I snorted. "What do you think Hohmann might say?" I asked, looking up at Techne. She shrugged one chrome shoulder.

"Fuck em?" she suggested, pitching her voice into a gravely, male voice that I guessed might sound like how I'd imagined a grizzled Liminal Knight to sound.

ARGO

Setting foot on Argo, the capital city of the Hereditary Monarchy of Hydra, the first thing I noticed was how clean the air smelled. I breathed in and shivered, tasting the subtle differences. Growing up on Stumble had burned subtle out of my nostrils -- but visiting a dozen worlds had given me a sense for it. Like Masque Macabre had a tang of ozone, a reek of concrete, an omnipresent snarling bite at the back of the throat -- an iron whip crack of shed blood. I hadn't even realized how present it was until I had set foot on another world.

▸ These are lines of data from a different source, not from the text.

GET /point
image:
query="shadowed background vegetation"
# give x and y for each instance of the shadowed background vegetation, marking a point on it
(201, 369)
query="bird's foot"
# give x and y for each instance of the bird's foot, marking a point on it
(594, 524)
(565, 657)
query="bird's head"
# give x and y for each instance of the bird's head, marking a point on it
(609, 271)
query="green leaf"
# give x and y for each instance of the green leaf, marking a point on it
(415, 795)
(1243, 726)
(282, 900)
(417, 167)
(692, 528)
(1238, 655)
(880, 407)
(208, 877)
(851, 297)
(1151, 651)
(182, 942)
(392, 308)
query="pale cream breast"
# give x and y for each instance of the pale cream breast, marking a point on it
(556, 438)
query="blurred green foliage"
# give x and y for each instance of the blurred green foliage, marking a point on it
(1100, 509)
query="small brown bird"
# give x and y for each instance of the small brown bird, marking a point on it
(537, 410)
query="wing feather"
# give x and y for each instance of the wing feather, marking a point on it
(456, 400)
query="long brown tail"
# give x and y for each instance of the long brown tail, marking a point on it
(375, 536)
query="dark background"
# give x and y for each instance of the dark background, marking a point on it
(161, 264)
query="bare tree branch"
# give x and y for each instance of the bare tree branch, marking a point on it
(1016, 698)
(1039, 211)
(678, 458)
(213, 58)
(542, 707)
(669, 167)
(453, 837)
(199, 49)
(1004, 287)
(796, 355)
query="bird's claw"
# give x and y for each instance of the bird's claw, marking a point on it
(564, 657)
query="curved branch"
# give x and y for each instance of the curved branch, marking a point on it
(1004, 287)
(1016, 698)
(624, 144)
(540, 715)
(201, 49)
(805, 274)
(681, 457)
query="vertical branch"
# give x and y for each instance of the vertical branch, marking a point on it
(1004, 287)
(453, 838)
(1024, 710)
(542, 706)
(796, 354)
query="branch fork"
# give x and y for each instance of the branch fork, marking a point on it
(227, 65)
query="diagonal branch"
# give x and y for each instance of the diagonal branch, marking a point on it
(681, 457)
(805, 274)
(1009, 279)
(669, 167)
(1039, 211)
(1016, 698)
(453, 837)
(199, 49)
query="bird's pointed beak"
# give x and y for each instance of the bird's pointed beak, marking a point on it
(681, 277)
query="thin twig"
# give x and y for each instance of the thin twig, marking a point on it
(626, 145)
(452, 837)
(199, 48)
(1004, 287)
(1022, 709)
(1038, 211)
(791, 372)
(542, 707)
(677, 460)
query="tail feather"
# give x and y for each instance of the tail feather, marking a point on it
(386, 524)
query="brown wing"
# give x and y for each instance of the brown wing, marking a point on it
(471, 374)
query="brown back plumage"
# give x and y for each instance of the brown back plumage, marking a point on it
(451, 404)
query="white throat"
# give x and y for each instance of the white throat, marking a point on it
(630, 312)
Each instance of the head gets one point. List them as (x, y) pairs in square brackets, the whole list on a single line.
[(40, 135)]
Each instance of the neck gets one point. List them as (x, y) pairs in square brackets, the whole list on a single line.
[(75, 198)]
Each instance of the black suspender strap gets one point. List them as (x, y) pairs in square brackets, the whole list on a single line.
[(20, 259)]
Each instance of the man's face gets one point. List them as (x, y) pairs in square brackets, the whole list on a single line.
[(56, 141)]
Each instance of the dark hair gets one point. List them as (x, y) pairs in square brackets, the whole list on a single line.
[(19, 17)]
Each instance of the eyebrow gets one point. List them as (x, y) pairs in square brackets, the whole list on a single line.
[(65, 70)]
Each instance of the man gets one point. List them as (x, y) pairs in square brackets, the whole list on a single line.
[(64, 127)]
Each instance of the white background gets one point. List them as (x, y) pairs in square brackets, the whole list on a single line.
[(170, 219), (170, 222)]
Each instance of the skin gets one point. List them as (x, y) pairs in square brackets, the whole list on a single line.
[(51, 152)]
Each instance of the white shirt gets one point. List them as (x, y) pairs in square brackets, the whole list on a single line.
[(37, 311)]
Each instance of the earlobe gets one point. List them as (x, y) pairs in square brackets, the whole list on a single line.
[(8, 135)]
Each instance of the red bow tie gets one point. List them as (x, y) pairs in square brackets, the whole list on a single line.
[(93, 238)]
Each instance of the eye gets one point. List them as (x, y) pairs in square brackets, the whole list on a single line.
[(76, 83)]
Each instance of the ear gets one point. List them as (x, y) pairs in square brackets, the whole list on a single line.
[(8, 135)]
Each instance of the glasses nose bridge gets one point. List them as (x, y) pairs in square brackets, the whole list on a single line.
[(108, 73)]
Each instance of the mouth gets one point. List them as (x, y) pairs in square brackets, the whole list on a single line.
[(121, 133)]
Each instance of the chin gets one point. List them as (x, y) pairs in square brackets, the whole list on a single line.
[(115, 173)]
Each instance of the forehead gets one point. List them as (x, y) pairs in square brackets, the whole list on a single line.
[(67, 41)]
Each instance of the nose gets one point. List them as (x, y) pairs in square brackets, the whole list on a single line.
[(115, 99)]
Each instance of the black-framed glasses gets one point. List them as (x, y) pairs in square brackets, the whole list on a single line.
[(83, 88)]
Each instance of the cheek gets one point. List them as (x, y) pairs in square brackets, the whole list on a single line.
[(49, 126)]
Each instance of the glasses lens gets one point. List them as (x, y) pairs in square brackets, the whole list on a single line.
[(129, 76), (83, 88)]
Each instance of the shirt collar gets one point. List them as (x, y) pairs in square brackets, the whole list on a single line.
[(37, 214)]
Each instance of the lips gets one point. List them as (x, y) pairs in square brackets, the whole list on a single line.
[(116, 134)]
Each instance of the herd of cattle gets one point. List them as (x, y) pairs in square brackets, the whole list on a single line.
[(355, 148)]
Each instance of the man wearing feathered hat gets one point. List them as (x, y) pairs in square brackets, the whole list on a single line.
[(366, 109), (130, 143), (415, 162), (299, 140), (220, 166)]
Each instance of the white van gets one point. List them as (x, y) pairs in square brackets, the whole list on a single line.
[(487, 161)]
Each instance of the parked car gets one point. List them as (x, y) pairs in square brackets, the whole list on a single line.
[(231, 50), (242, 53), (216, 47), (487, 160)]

Argo straddled the terrifying wildness of, say, Glittergem and the plastic smog of Stumble. It smelled clean, but it still smelled like a city. And that city was pleasant. All rounded curves and broad walkways, gardens along the balconies and creeping vines on the walls. Several maglev trains came in and out of the starport, unloading a huge in-system hauler that had brought in what looked like a few mountains from the asteroid belt.

Our shuttle looked pretty piddling next to that.

Three men advanced. Two were in green and black uniforms, while the last was in a fancier green and black uniform, with a white capee and a tall, cylindrical hat. He doffed the hat and tucked it under one arm. "Welcome sundivers to the Parliamentarian Monarchy of Hydra."